Meski demikian,ada beberapa hikmah yang bisa diambil dari kasus tersebut. Tentu sebagai umat Islam, kita harus memandangnya sebuah kasus dari sudut pandang Islam. Bukan berdasarkan sudut pandang yang lain. Dan yang terpenting, hikmah tersebut hanya bisa diambil oleh orang yang menggunakan akalnya.
Banyak sekali perintah di dalam al-Qur’an mengajak manusia untuk menggunakan akal bukan perasaan di dalam menyelesaikan persoalan. Allah pada saat memberikan petunjuk (al-qur’an) kepada manusia tentu untuk kemaslahatan. Sehingga orang yang mengingkari petunjuk tersebut akan tersesat dan mengalami kerusakan dalam hidupnya baik di dunia terlebih di akhirat.
Sebagaimana perkataan Sayyidina umar  (Kita adalah kaum yang dimuliakan oleh Allah dengan agama Islam, maka apabila kita mencari kemulian di luar Islam, justru Allah menghinakannya)
Perkataan Sayyidina umar ini bisa dibuktikan pada saat ini oleh umat Islam. Umat benar-benar dihinakan oleh Allah dengan hukum jalanan karena tidak diterapkannya sanksi qishas dalam kasus pembunuhan yang disengaja. 

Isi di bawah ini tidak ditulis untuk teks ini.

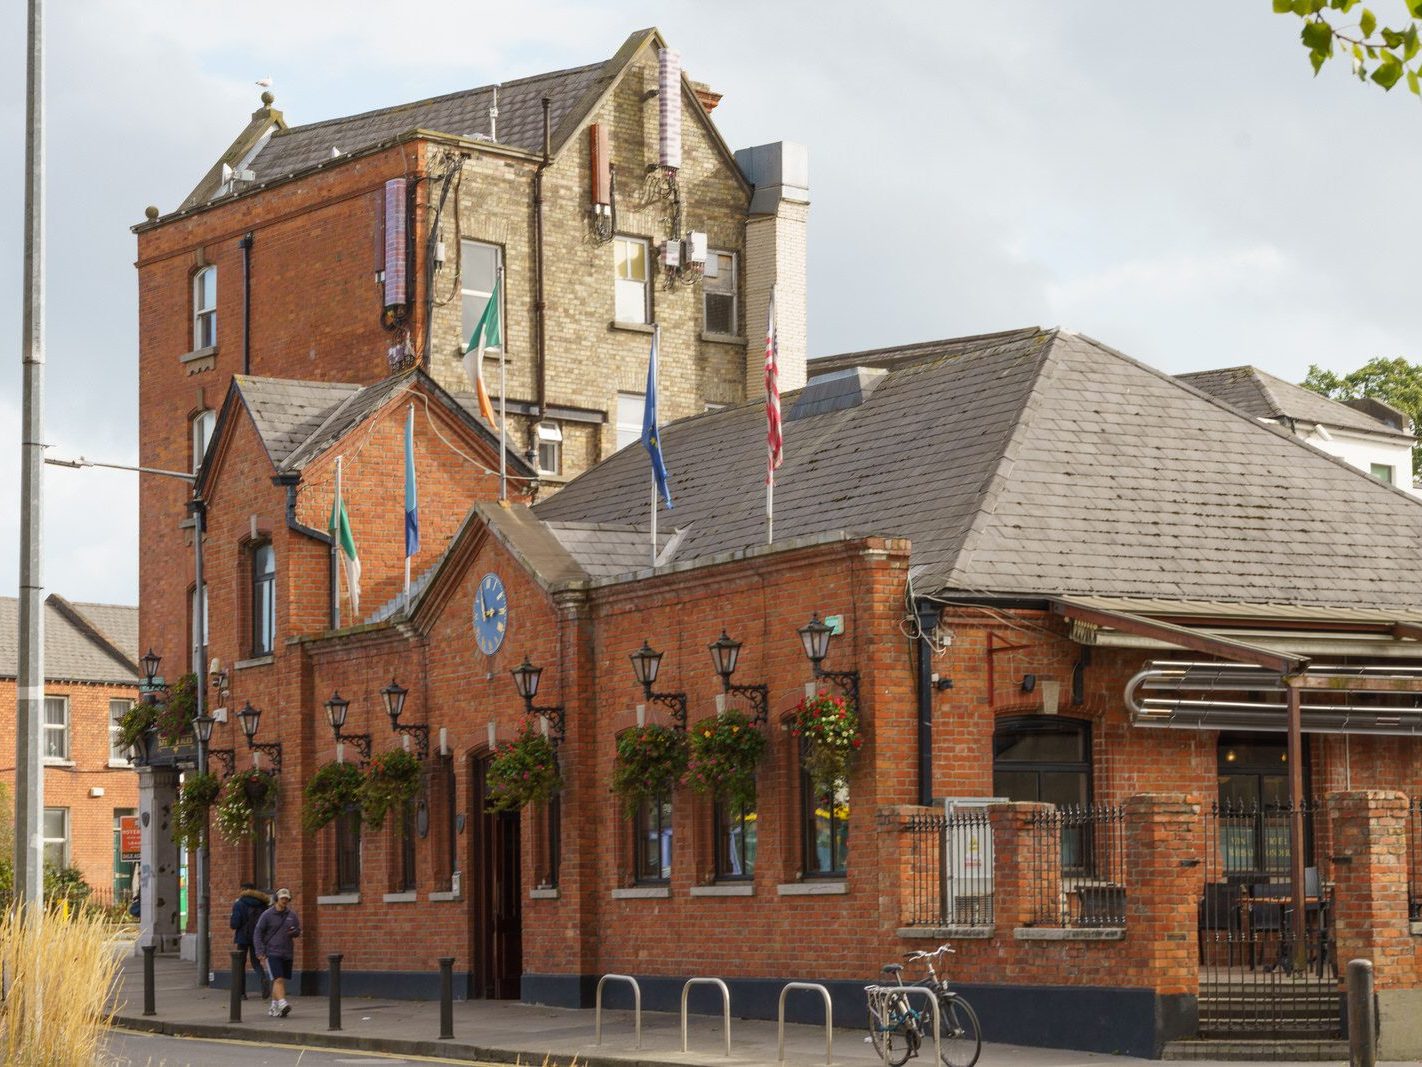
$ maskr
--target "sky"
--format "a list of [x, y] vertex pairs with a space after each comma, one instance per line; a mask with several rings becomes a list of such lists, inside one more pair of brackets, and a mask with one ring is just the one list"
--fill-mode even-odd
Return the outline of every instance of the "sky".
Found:
[[[1422, 104], [1339, 64], [1314, 78], [1269, 0], [46, 7], [53, 455], [136, 461], [129, 227], [178, 205], [257, 79], [300, 124], [599, 61], [651, 25], [726, 94], [733, 148], [809, 147], [812, 355], [1041, 325], [1172, 373], [1422, 359]], [[24, 8], [0, 11], [0, 595], [18, 584]], [[135, 603], [137, 477], [48, 468], [45, 509], [45, 587]]]

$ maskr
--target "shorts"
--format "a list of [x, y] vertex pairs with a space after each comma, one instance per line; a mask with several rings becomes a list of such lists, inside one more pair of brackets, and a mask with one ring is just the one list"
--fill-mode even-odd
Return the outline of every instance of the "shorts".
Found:
[[282, 956], [267, 957], [267, 972], [273, 981], [291, 977], [291, 960]]

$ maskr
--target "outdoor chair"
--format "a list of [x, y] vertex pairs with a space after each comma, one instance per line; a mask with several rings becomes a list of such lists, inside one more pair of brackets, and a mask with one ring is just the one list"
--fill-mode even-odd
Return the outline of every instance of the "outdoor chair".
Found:
[[[1240, 914], [1240, 904], [1244, 900], [1244, 887], [1226, 882], [1210, 882], [1205, 886], [1205, 895], [1200, 900], [1200, 962], [1205, 962], [1205, 934], [1207, 931], [1225, 934], [1225, 966], [1234, 966], [1234, 950], [1244, 940], [1244, 917]], [[1218, 936], [1210, 939], [1218, 944]]]
[[1081, 895], [1081, 916], [1078, 926], [1121, 926], [1126, 921], [1126, 887], [1122, 885], [1087, 885]]

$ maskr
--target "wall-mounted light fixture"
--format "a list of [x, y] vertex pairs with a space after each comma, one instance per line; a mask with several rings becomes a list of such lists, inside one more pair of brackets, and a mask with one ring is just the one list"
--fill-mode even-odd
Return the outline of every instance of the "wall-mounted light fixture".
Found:
[[529, 715], [537, 715], [548, 720], [548, 725], [553, 732], [553, 747], [557, 748], [568, 736], [568, 725], [563, 714], [563, 705], [535, 707], [533, 704], [533, 698], [538, 695], [538, 682], [543, 677], [543, 668], [535, 667], [528, 661], [528, 657], [524, 656], [523, 662], [509, 673], [513, 675], [514, 688], [518, 690], [518, 695], [523, 697], [524, 711]]
[[686, 694], [654, 693], [652, 686], [657, 682], [657, 674], [662, 669], [662, 654], [646, 641], [642, 647], [628, 657], [632, 661], [632, 673], [642, 686], [642, 692], [649, 704], [661, 704], [671, 710], [672, 721], [678, 730], [686, 729]]
[[721, 636], [706, 646], [711, 653], [711, 662], [716, 673], [721, 676], [721, 691], [743, 696], [755, 709], [751, 722], [765, 722], [770, 718], [769, 685], [732, 685], [731, 675], [736, 673], [736, 663], [741, 658], [741, 642], [728, 636], [722, 629]]
[[380, 698], [385, 701], [385, 714], [390, 716], [390, 729], [397, 734], [404, 734], [415, 739], [415, 754], [422, 760], [430, 758], [430, 728], [428, 723], [400, 722], [400, 713], [405, 710], [405, 696], [409, 690], [397, 682], [390, 679], [390, 684], [380, 691]]
[[242, 734], [247, 738], [247, 747], [254, 752], [261, 752], [272, 761], [272, 773], [281, 773], [281, 742], [269, 741], [258, 743], [257, 727], [261, 725], [262, 713], [259, 709], [252, 707], [252, 702], [248, 701], [242, 705], [242, 710], [237, 713], [237, 721], [242, 725]]
[[820, 621], [819, 612], [814, 612], [810, 616], [810, 621], [795, 631], [800, 635], [800, 643], [805, 648], [805, 657], [810, 661], [810, 667], [815, 672], [816, 678], [828, 678], [834, 682], [854, 701], [854, 706], [859, 707], [859, 672], [858, 671], [827, 671], [820, 666], [820, 661], [829, 655], [830, 638], [834, 636], [834, 627]]
[[1037, 688], [1042, 691], [1042, 714], [1055, 715], [1061, 700], [1062, 683], [1055, 678], [1042, 678], [1038, 681]]
[[343, 734], [341, 727], [346, 724], [346, 712], [350, 710], [351, 702], [341, 696], [340, 690], [331, 694], [331, 699], [326, 701], [326, 722], [331, 726], [331, 733], [336, 736], [336, 744], [343, 745], [349, 743], [352, 748], [360, 753], [363, 763], [370, 762], [370, 734]]

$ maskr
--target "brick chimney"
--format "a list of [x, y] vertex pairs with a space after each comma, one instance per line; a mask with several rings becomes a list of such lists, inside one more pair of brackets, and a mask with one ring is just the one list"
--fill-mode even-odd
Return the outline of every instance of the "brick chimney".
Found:
[[721, 102], [721, 97], [726, 95], [725, 93], [718, 93], [705, 82], [692, 82], [691, 91], [696, 94], [696, 99], [701, 102], [702, 108], [705, 109], [708, 115], [716, 110], [716, 105]]
[[805, 384], [805, 236], [810, 219], [809, 152], [802, 144], [743, 148], [736, 163], [755, 186], [746, 219], [746, 398], [764, 391], [766, 306], [775, 286], [780, 391]]

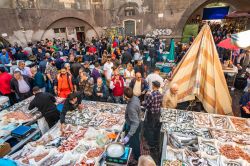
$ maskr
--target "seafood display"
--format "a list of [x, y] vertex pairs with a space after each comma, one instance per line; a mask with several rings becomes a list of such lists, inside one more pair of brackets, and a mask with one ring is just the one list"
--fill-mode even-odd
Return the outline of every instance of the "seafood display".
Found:
[[83, 100], [82, 104], [85, 107], [87, 107], [90, 111], [109, 112], [112, 114], [125, 114], [125, 109], [126, 109], [126, 105], [123, 104], [94, 102], [86, 100]]
[[170, 145], [174, 148], [188, 148], [191, 151], [198, 151], [198, 138], [196, 136], [187, 136], [181, 133], [171, 133], [169, 135]]
[[177, 112], [177, 123], [193, 123], [193, 113], [189, 111]]
[[167, 123], [176, 123], [177, 111], [175, 109], [162, 109], [160, 121]]
[[88, 126], [91, 119], [97, 114], [97, 112], [84, 109], [82, 111], [68, 111], [65, 116], [65, 122], [68, 124]]
[[212, 123], [208, 114], [203, 113], [193, 113], [194, 115], [194, 124], [196, 126], [202, 127], [212, 127]]
[[231, 117], [230, 120], [236, 131], [250, 133], [250, 126], [247, 123], [247, 119]]
[[245, 152], [238, 146], [232, 146], [229, 144], [222, 145], [220, 148], [220, 153], [228, 159], [239, 159], [242, 158], [250, 163], [250, 154]]
[[215, 145], [215, 141], [213, 140], [204, 140], [199, 138], [199, 150], [205, 152], [208, 155], [215, 156], [218, 155], [218, 150]]
[[44, 160], [40, 166], [51, 166], [58, 163], [63, 158], [63, 155], [53, 155]]
[[114, 126], [118, 125], [118, 128], [122, 128], [124, 122], [124, 115], [100, 112], [90, 121], [89, 126], [102, 129], [112, 129]]
[[58, 147], [59, 152], [73, 150], [78, 145], [78, 141], [84, 137], [86, 131], [87, 129], [82, 128], [72, 134], [67, 140], [62, 142], [60, 147]]
[[45, 152], [45, 153], [42, 153], [42, 154], [38, 154], [38, 155], [35, 155], [35, 156], [31, 156], [31, 157], [26, 157], [22, 160], [22, 163], [24, 164], [30, 164], [30, 160], [33, 159], [35, 162], [39, 162], [41, 161], [43, 158], [45, 158], [49, 153], [48, 152]]
[[32, 115], [31, 114], [26, 114], [22, 111], [13, 111], [6, 113], [3, 118], [6, 118], [8, 120], [13, 120], [13, 121], [23, 121], [27, 122], [32, 120]]
[[182, 166], [182, 162], [179, 160], [174, 160], [174, 161], [165, 160], [163, 161], [163, 166]]
[[231, 129], [232, 126], [226, 116], [212, 116], [213, 126], [217, 129]]
[[167, 137], [162, 165], [173, 165], [172, 162], [188, 166], [250, 165], [247, 119], [162, 109], [161, 122], [161, 131]]
[[88, 157], [89, 159], [99, 157], [103, 152], [104, 152], [104, 149], [102, 149], [102, 148], [91, 149], [86, 154], [86, 157]]
[[223, 130], [210, 130], [214, 139], [221, 142], [235, 142], [243, 145], [250, 145], [250, 134], [223, 131]]

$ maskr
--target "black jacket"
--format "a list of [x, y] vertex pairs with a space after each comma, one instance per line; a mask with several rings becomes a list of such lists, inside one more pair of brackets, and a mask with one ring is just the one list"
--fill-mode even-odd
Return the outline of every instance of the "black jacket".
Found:
[[78, 62], [74, 62], [71, 64], [71, 67], [70, 67], [70, 72], [71, 74], [73, 75], [74, 78], [77, 78], [78, 75], [79, 75], [79, 70], [80, 68], [82, 67], [82, 65]]
[[[30, 77], [26, 76], [26, 75], [23, 75], [23, 79], [29, 85], [30, 90], [31, 90], [32, 86], [33, 86], [33, 80]], [[16, 94], [18, 96], [20, 96], [18, 81], [14, 77], [11, 79], [10, 87], [11, 87], [12, 90], [14, 90], [16, 92]]]
[[[135, 82], [136, 82], [136, 78], [132, 79], [130, 84], [129, 84], [129, 87], [131, 89], [134, 89], [134, 86], [135, 86]], [[143, 91], [148, 91], [149, 90], [149, 86], [148, 86], [148, 83], [145, 79], [142, 78], [141, 80], [141, 92]]]
[[125, 53], [123, 53], [122, 55], [122, 64], [128, 64], [131, 63], [132, 60], [132, 55], [129, 51], [126, 51]]
[[59, 120], [59, 112], [56, 109], [55, 105], [56, 99], [50, 93], [40, 92], [35, 95], [35, 98], [30, 102], [29, 110], [33, 108], [38, 108], [38, 111], [42, 113], [46, 121], [48, 119], [57, 118]]
[[82, 95], [81, 93], [77, 93], [77, 102], [75, 105], [71, 104], [69, 102], [69, 99], [67, 98], [64, 102], [64, 105], [63, 105], [63, 110], [60, 114], [60, 122], [61, 123], [65, 123], [65, 116], [67, 114], [68, 111], [74, 111], [77, 109], [78, 105], [81, 104], [82, 102]]

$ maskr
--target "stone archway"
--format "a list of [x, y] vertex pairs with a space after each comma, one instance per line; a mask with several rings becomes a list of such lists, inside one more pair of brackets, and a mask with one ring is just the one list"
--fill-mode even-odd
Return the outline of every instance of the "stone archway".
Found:
[[[218, 0], [196, 0], [194, 3], [192, 3], [182, 14], [181, 19], [177, 24], [178, 29], [176, 30], [176, 34], [182, 36], [184, 26], [186, 25], [189, 17], [199, 8], [205, 7], [206, 5], [213, 2], [218, 2]], [[244, 6], [242, 5], [243, 3], [249, 3], [246, 0], [242, 0], [240, 2], [235, 2], [233, 0], [219, 0], [219, 2], [229, 4], [234, 10], [241, 10]]]
[[[85, 36], [90, 38], [89, 36], [99, 37], [98, 32], [89, 22], [83, 20], [79, 17], [59, 17], [58, 19], [54, 19], [50, 22], [50, 24], [45, 28], [41, 39], [46, 38], [48, 34], [52, 34], [53, 36], [53, 29], [54, 28], [66, 28], [71, 27], [73, 31], [75, 31], [75, 27], [85, 27]], [[50, 37], [51, 38], [51, 37]]]

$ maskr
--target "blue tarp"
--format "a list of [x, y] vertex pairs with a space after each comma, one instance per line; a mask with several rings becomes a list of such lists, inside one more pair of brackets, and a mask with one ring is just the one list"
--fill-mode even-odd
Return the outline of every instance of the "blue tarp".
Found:
[[204, 8], [203, 10], [203, 20], [216, 20], [216, 19], [224, 19], [228, 14], [229, 6], [225, 7], [212, 7], [212, 8]]

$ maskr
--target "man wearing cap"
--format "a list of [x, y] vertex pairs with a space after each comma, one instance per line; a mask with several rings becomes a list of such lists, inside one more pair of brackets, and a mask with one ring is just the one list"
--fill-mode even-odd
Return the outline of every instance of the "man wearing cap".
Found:
[[145, 138], [148, 141], [148, 145], [155, 147], [159, 146], [160, 136], [160, 115], [162, 105], [162, 95], [159, 92], [161, 84], [158, 81], [152, 82], [152, 92], [146, 96], [142, 105], [148, 110], [147, 119], [145, 122]]
[[142, 77], [145, 78], [146, 77], [146, 71], [145, 71], [145, 67], [143, 65], [143, 59], [139, 59], [139, 61], [137, 62], [137, 64], [134, 67], [135, 73], [141, 73]]
[[154, 81], [158, 81], [161, 86], [160, 87], [163, 87], [164, 86], [164, 80], [163, 78], [160, 76], [160, 69], [158, 67], [156, 67], [154, 69], [154, 72], [149, 74], [146, 78], [146, 81], [148, 82], [149, 84], [149, 90], [152, 90], [152, 82]]

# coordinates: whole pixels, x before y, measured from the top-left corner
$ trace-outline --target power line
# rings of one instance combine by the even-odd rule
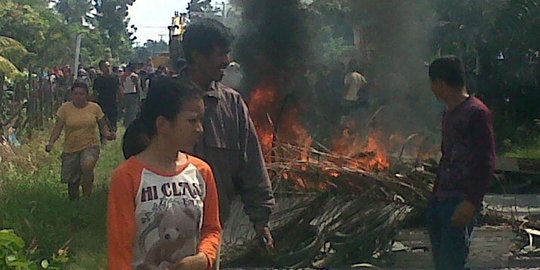
[[[137,28],[165,28],[167,29],[168,26],[156,26],[156,25],[136,25]]]

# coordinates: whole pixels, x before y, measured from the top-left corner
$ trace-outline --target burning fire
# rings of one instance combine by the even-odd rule
[[[386,149],[379,143],[381,138],[380,132],[362,136],[354,121],[348,121],[341,137],[333,140],[332,151],[351,158],[349,166],[383,171],[390,167],[390,161],[386,155]]]
[[[368,136],[368,142],[365,151],[368,153],[373,153],[374,157],[367,159],[367,165],[369,168],[382,171],[390,167],[390,161],[385,154],[386,152],[384,148],[377,141],[376,137],[376,134],[371,134]]]
[[[277,108],[278,93],[271,87],[261,86],[252,94],[249,101],[251,119],[255,124],[257,136],[261,142],[262,151],[268,156],[272,150],[275,137],[275,127],[272,122],[271,112]]]
[[[272,84],[261,84],[253,91],[249,100],[251,118],[261,141],[267,161],[271,161],[275,141],[303,147],[299,160],[309,160],[313,142],[308,130],[302,125],[302,114],[298,104],[280,97]],[[369,171],[383,171],[390,167],[385,148],[380,143],[382,134],[372,132],[362,136],[351,122],[344,126],[340,137],[332,141],[332,151],[346,157],[345,166]],[[338,175],[332,175],[337,177]]]
[[[282,104],[283,99],[278,94],[274,86],[261,85],[252,93],[249,101],[251,118],[267,158],[274,141],[306,147],[311,146],[312,142],[308,131],[300,124],[298,106],[284,106],[286,104]]]

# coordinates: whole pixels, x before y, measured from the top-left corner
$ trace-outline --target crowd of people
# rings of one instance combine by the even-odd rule
[[[123,113],[126,160],[110,183],[107,214],[109,269],[217,269],[221,230],[233,198],[265,248],[274,195],[261,146],[242,96],[222,80],[233,36],[218,21],[191,24],[183,40],[185,61],[175,74],[160,67],[111,69],[99,62],[58,110],[46,146],[65,131],[61,179],[70,199],[89,196],[101,140],[114,140]],[[86,76],[86,77],[85,77]],[[469,96],[461,61],[443,57],[429,68],[434,94],[447,104],[441,172],[430,201],[429,224],[436,269],[463,269],[468,237],[494,169],[491,113]],[[90,82],[91,81],[91,82]],[[348,113],[367,83],[352,68],[342,81]],[[89,101],[92,85],[97,103]],[[122,104],[122,106],[120,106]],[[279,243],[277,243],[279,245]]]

1. Kerusakan yang pertama adanya Hukum Jalanan (Street Justice)
Ketidakpercayaan masyarakat terhadap hukum saat ini mengakibatkan mereka mengambil langkah hukum sendiri. Hal ini terbukti banyak kasus tidak hanya penyerangan Kopassus di Lapas Cebongan yang sedang ramai dibicarakan saat ini.
Banyak sekali kasus pembunuhan, mutilasi dan perampokan yang berada disekeliling kita. Bahkan jambret dan pencuri  malah menjadi profesi akibat tiadanya hukum yang tegas, memberikan efek jera dan adil.
Dalam Islam orang akan berpikir seribu kali untuk melakukan pembunuhan karena dia tau konsekuensinya adalah dibunuh (efek jera).
Abu ‘aliyah mengatakan dalam tafsir Ibnu Katsir bahwa ;“Allah menjadikan Qishas sebagai jaminan keberlangsungan hidup : Betapa banyak orang yang ingin membunuh, tapi kemudian mengurungkannya karena takut dirinya dibunuh (qishas)”. Tidak pandang bulu siapapun yang melakukan baik rakyat jelata ataupun konglomerat. Sebagaimana potongan Sabda Nabi, “Andaikan Fathimah binti Muhammad mencuri niscaya aku sendiri yang akan memotong tangannya.”
Kondisi ini sesuai dengan penelitian yang dilakukan oleh Lingkaran Survei Indonesia (LSI). Kepuasan terhadap penegakan hukum di Indonesia berada pada titik terendah. Hanya 29,8 persen yang menyatakan puas terhadap penegakkan hukum di tanah air. Sementara sisanya 56,0 persen menyatakan tidak puas. 
2. Kerusakan yang kedua adanya Balas Dendam pada saat masalah tidak diputusi secara adil.
Kebanyakan orang sering mengatakan kejam terhadap sanksi Islam sebagaimana qishas. Karena mereka memakai sudut pandang HAM-Barat yang melihat dari sisi pelaku, bukan sudut pandang Islam yang memandang dari sisi korban. Padahal Allah berfirman dalam al-Qur’an


"Dan dalam qishash itu ada (jaminan kelangsungan) hidup bagimu, hai orang-orang yang berakal, supaya kamu bertakwa.” (QS:Al-Baqarah 179)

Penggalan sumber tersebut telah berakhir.